2. Use your existing contacts. Do you have friends, family, social acquaintances in need of your services? Previous clients interested in repeat business? Industry connections? If you’re trying to get established, you need to talk to the people you already know as well as continue to network with other professionals. If your own circle is unaware of your capabilities, you cannot reasonably expect outsiders to know who you are and what your business offers.
3. Do a spec job. If you don’t have a substantial portfolio, build one! Create a sample brochure for a prospective client. Write marketing copy. Take your camera out and complete a few shoots. Research a story and pitch it to editors. Dig out your paints, craft supplies, beads, whatever it is that you use to create, and get to work.
4. Showcase your portfolio. Once you have a portfolio, curate it. Select your best work samples and find a way to display them publicly. These displays could be physical (a storefront, a consignment gallery, a catalog) or digital (a personalized website, an Etsy shop, a branded social media page). Set a schedule for adding new material or promoting your services. Will you be a regular vendor at select local shows? Will you post a new item online as soon as you finish making it?
5. Invest in a professional membership.Yes, for worthwhile professional associations this will probably be something you’ll have to pay for. Yes, that technically makes it a paid service. No, I’m not contradicting myself. The difference between a professional membership and the types of online services we discussed last week is that the former is a network of professionals in your field. Your money doesn’t get you in, your industry credentials do. There are, or ought to be, standards to meet, conduct and ethics codes, meetings and networking events, and other perks, such as regular newsletters or member forums. Ideally, you want one with a reasonably current website, active participants, and a comprehensive, searchable directory. You’re looking for a place that will increase your industry clout, enhance your professional development, and help potential clients locate you, preferably through an online bio or a link to your business web page. Bonus points if the organization provides access to job listings in some form.

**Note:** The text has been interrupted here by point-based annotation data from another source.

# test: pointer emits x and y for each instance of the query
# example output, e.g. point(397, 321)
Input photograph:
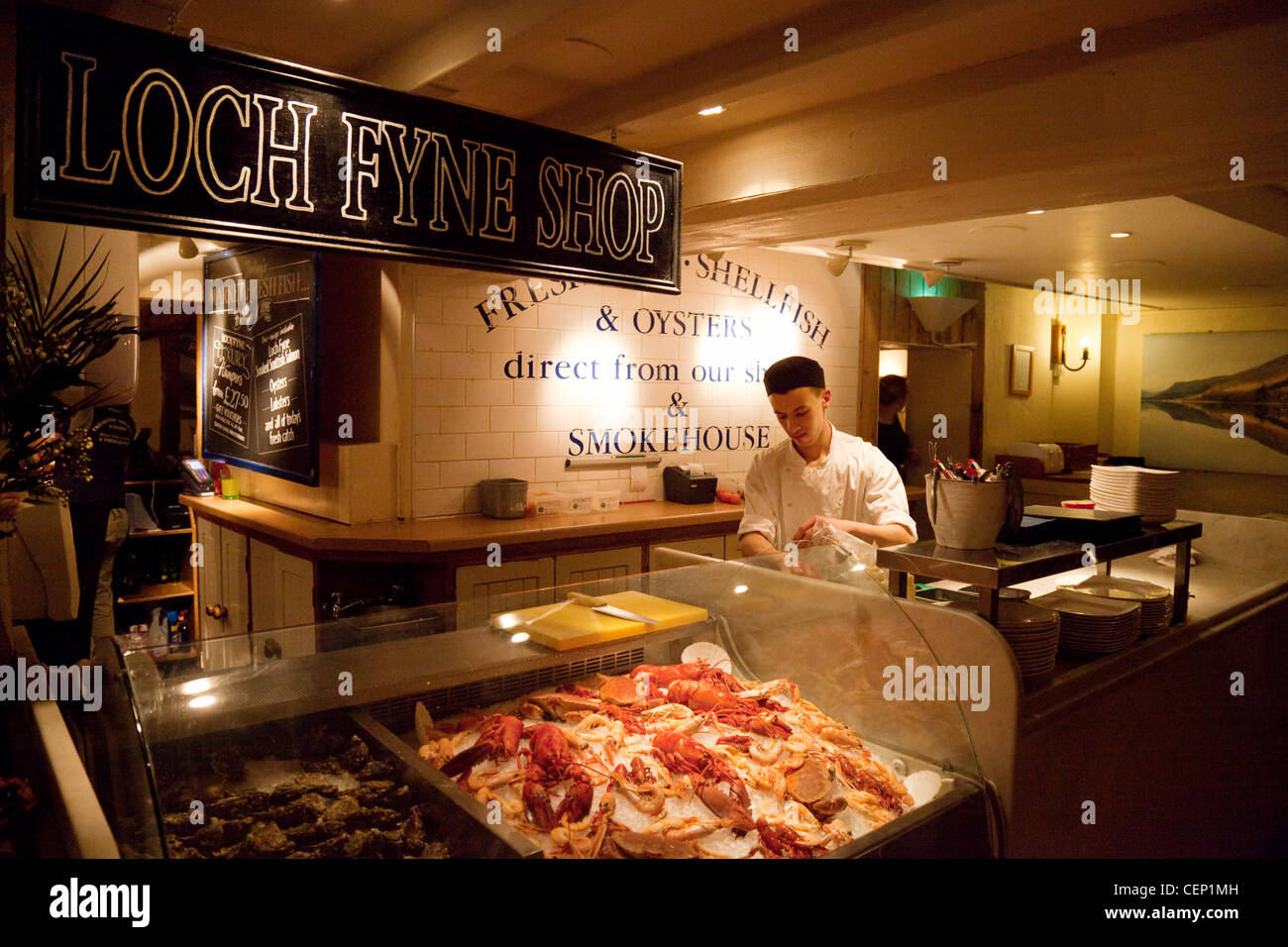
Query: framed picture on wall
point(1021, 369)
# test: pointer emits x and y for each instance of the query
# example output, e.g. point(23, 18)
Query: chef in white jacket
point(819, 474)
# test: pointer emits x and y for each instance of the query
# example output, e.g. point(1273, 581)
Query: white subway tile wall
point(515, 399)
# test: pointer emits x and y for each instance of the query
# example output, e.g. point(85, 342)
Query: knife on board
point(597, 604)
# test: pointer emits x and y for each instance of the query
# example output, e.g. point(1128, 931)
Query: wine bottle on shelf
point(159, 638)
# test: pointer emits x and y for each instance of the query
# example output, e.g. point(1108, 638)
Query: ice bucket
point(966, 514)
point(503, 499)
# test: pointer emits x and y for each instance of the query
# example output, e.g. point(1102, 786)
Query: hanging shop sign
point(132, 128)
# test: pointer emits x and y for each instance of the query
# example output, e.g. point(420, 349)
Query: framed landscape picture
point(1215, 401)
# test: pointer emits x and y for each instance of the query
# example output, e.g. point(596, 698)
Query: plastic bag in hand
point(854, 548)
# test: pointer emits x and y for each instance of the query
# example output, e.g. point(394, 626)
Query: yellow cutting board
point(576, 626)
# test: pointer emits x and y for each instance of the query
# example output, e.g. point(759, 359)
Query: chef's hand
point(842, 525)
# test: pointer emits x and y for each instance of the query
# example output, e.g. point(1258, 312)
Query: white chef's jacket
point(854, 482)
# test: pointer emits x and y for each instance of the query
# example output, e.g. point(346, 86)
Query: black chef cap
point(793, 372)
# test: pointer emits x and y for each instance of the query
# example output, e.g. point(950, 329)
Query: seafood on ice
point(669, 762)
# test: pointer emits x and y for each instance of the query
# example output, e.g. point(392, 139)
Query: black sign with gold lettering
point(133, 128)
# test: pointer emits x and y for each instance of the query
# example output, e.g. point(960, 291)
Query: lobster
point(684, 755)
point(665, 676)
point(782, 841)
point(498, 738)
point(550, 764)
point(729, 709)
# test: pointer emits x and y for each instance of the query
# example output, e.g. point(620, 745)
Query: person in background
point(99, 525)
point(890, 436)
point(819, 474)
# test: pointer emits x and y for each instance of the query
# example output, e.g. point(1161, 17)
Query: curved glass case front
point(304, 741)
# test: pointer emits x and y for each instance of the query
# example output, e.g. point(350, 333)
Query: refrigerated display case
point(303, 742)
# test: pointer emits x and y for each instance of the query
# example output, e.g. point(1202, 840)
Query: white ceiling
point(836, 140)
point(1166, 252)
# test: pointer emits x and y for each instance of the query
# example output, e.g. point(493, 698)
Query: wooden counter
point(423, 539)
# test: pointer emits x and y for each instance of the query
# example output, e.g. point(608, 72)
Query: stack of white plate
point(1091, 625)
point(1151, 493)
point(1033, 634)
point(1155, 602)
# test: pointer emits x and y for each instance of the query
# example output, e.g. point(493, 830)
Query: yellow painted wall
point(1063, 407)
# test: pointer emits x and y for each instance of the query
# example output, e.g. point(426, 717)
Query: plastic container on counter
point(581, 501)
point(545, 502)
point(605, 500)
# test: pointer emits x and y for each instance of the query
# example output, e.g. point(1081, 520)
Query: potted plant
point(51, 333)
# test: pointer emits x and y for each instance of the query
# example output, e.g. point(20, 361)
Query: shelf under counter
point(419, 539)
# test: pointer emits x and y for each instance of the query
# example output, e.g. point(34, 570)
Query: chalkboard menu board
point(259, 368)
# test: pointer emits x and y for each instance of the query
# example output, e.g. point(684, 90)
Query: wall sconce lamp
point(837, 264)
point(1059, 344)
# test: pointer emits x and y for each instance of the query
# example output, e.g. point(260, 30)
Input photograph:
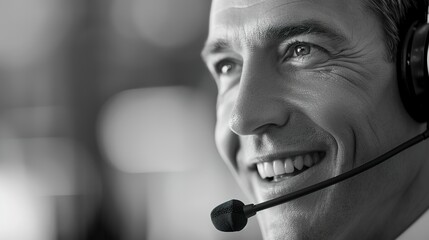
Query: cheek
point(226, 140)
point(343, 109)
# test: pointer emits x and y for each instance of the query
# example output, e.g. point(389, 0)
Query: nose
point(261, 100)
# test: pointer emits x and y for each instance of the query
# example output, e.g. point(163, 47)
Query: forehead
point(246, 16)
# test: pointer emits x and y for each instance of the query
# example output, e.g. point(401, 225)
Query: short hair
point(396, 17)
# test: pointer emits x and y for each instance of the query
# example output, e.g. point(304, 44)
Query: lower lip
point(267, 190)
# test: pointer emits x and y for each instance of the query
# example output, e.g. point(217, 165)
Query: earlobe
point(413, 79)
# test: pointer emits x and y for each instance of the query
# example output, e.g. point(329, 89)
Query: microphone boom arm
point(251, 209)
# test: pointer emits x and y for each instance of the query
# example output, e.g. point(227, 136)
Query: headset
point(412, 66)
point(413, 82)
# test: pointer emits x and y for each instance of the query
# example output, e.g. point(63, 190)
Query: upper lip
point(281, 155)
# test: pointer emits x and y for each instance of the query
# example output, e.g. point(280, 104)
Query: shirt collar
point(418, 230)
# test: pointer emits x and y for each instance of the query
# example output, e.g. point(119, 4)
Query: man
point(308, 90)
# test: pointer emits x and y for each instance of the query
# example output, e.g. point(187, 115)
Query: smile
point(279, 169)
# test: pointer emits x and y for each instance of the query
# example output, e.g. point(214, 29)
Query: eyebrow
point(281, 33)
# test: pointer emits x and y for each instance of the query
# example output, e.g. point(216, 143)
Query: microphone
point(232, 215)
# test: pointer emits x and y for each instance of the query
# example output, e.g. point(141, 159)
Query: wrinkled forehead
point(219, 5)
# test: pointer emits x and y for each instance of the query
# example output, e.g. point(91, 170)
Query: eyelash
point(286, 56)
point(292, 47)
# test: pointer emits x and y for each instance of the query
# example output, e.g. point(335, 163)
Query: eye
point(225, 67)
point(305, 54)
point(302, 50)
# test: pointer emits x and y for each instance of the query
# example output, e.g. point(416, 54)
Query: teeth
point(280, 167)
point(308, 161)
point(261, 170)
point(269, 170)
point(289, 166)
point(298, 162)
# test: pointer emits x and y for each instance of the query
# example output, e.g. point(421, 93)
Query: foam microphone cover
point(229, 216)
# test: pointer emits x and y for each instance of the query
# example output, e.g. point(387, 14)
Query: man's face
point(306, 92)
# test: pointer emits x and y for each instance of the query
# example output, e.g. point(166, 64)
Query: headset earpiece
point(413, 69)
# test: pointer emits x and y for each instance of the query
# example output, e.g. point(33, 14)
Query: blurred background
point(107, 116)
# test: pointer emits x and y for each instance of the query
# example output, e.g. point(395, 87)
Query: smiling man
point(307, 90)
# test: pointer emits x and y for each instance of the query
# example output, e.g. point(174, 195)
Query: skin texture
point(339, 96)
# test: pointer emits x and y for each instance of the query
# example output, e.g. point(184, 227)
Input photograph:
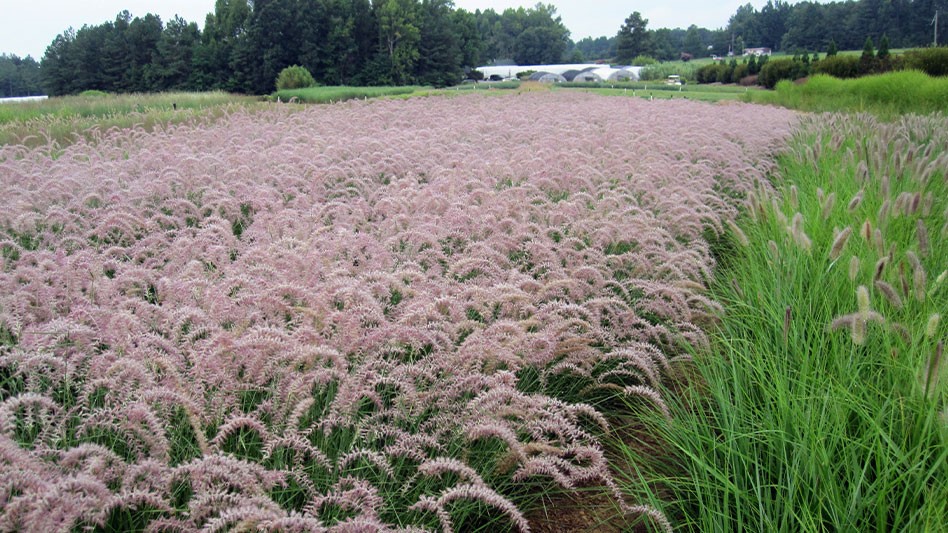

6. Cold call. Or cold e-mail, or cold walk through the danged doors of your target client’s offices and seek out a live human. Being an outright pest may not thrill the people that you want to work for, though. That organization has gotten along just fine without you thus far, doing whatever it does, so do respect people’s time. Just try to at least make a decent first impression and exit with the name of somebody who has the power to give out assignments.
7. Advertise. Target specific clients and offer perks to those who sign up for your service or purchase your product within a limited time frame. Student discounts, non-profit rates, coupons, newsletters, white papers, e-books, digital downloads, prints, branded merchandise, videos, lessons, and accessory products are among the customer perks that could be at your disposal, depending on your budget and your industry. An instructor or coach may charge lower rates to workwith high school or college students, for example, or a photographer might offer free wallet-sized prints with a minimum order for each senior photo booking.
Such perks may be acceptable for some writers, self-employed artists, and designers working in photography, graphic arts, fashion, or other creative industries, however, they are not considered appropriate for those working in traditional news media. Familiarity with industry norms is critical here. Generally speaking, if offering a perk can give the appearance of quid pro quo or otherwise create a potential conflict of interest, you should avoid it.
Do you have a client-hunting strategy that didn’t make my list?